The Atlanta Fed currently estimates real GDP will grow at an annualized rate of 3.5 percent in 2026:Q2. In March, the median FOMC member projected 2.4 percent real GDP growth this year.
Prices… Inflation surged in March, according to the latest data from the Bureau of Economic Analysis. The Personal Consumption Expenditures Price Index (PCEPI) grew at a continuously compounding annualized rate of 7.9 percent in March 2026, up from 4.5 percent in the prior month. It has averaged 4.2 annualized growth percent over the last six months and 3.4 percent over the last year.
Core inflation, which excludes volatile food and energy prices, also remained elevated. Core PCEPI grew at a continuously compounding annualized rate of 3.5 percent in March 2026, down from 4.4 percent in the prior month. It has averaged 3.6 percent annualized growth over the last six months and 3.2 percent over the last year.

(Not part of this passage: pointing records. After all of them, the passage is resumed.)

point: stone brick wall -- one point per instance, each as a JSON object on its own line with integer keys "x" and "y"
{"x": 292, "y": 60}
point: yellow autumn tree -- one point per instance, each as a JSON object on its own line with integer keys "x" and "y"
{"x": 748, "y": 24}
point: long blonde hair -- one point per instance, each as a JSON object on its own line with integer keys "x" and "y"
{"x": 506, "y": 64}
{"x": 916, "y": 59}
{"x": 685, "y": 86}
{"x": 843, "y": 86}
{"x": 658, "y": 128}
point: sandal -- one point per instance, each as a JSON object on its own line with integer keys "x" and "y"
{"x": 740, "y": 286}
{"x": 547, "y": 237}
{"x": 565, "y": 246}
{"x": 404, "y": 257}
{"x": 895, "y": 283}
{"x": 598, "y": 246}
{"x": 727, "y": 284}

As the difference between headline and core PCEPI inflation suggests, much of the observed increase in inflation in March is related to the ongoing conflict in the Middle East, which has pushed up energy prices. The price index for energy goods and services grew at a continuously compounding annualized rate of 131.3 percent in March 2026, up from 9.4 percent in the prior month. (That’s not a typo.) It has averaged 23.2 percent annualized growth over the last six months and 13.5 percent over the last year.